The fact that Abrahamowicz would voice these sentiments even after Fellay had apologized, and after Fellay insisted that the Society of St. Pius X has no competence to speak on anything other than faith and morals, illustrates how deeply entrenched they are in some quarters of traditionalist Catholicism.

The Abrahamowicz interview prompted the Vatican spokesperson, Jesuit Fr. Federico Lombardi, to go on Vatican Radio to say that "whoever denies the fact of the Shoah knows nothing of the mystery of God, nor of the Cross of Christ." Holocaust denial is "even more serious," Lombardi said, when it "comes from the mouth of a priest or a bishop, meaning a Christian minister, whether or not he's in union with the Catholic church."

Meanwhile, Fr.

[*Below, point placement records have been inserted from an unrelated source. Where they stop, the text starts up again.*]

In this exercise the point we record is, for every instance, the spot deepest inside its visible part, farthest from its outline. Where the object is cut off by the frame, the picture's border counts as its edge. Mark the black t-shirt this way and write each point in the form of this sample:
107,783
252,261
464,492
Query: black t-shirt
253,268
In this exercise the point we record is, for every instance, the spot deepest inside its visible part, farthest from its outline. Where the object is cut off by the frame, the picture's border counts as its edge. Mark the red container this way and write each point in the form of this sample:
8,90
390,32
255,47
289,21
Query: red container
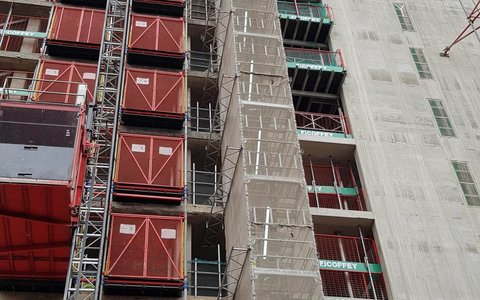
145,250
77,25
148,165
72,72
154,93
41,181
157,35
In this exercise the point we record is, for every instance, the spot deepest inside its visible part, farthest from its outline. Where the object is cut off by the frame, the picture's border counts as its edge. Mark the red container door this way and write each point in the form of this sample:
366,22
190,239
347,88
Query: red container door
35,231
153,92
77,25
151,163
157,34
145,248
73,73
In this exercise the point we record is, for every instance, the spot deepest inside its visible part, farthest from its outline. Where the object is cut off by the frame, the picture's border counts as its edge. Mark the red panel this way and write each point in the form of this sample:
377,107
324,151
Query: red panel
163,2
153,163
72,72
153,92
77,25
36,216
157,34
35,233
145,248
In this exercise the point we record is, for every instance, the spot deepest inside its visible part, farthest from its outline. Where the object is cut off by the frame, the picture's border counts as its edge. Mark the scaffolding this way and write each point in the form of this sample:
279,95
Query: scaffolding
87,255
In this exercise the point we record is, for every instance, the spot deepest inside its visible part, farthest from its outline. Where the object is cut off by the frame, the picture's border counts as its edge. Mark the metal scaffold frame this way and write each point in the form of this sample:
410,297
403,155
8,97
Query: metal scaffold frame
220,198
87,254
233,272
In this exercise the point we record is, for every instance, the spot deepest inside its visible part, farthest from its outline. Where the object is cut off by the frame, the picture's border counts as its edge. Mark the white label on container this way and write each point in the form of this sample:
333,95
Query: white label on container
51,72
138,148
140,23
127,228
165,151
91,76
168,234
144,81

Pierpaolo Petrucci, a prior within the Society of St. Pius X, told reporters on Thursday that traditionalists still believe that many aspects of Vatican II "contradict the teaching of previous popes." In particular, Petrucci said the Lefebvrites remain "scandalized" by Pope Benedict XVI's 2006 trip to Turkey, in which the pope paused for a moment of silent prayer in the Blue Mosque alongside the Grand Mufti of Istanbul. Petrucci said that popes before Vatican II had rejected inter-religious relations as a matter of principle, implying that Benedict XVI (like John Paul before him) is some sort of apostate.

In the wake of all this, the leadership of the Society of St. Pius X in Italy has canceled an upcoming national meeting, in order to avoid "further polemics and confusion." Translation: the leadership wasn't sure it could keep a lid on what might be said on the floor of the meeting, or around the edges.

What recent events make clear is that there are two camps in the small universe that rotates around the Society of St. Pius X. The first, represented by Fellay, is composed of traditionalists whose concerns are solely liturgical and doctrinal, and who see the future of their movement as a leaven within the formal structures of the church; the second, represented by Williamson and Abrahamowicz, includes people for whom theological traditionalism bleeds off into far-right politics, xenophobia, and conspiracy theories, and who are far more suspicious of any "deal" with the post-conciliar church.

Benedict XVI's calculation seems to be that the former represent the majority, and that the best way to isolate them from the latter is to open the door wide enough that only the real intransigents will refuse to walk through it.The risk, of course, is that the outside world won't see the pope trying to steer the traditionalists toward moderation; it will instead see the pope rolling out the red carpet for a group that includes Holocaust deniers and hate-mongers.

All the more reason that somebody in the Vatican must think now about how to present the next act in this saga, rather than waiting for misunderstanding and heartache to erupt before cranking into motion.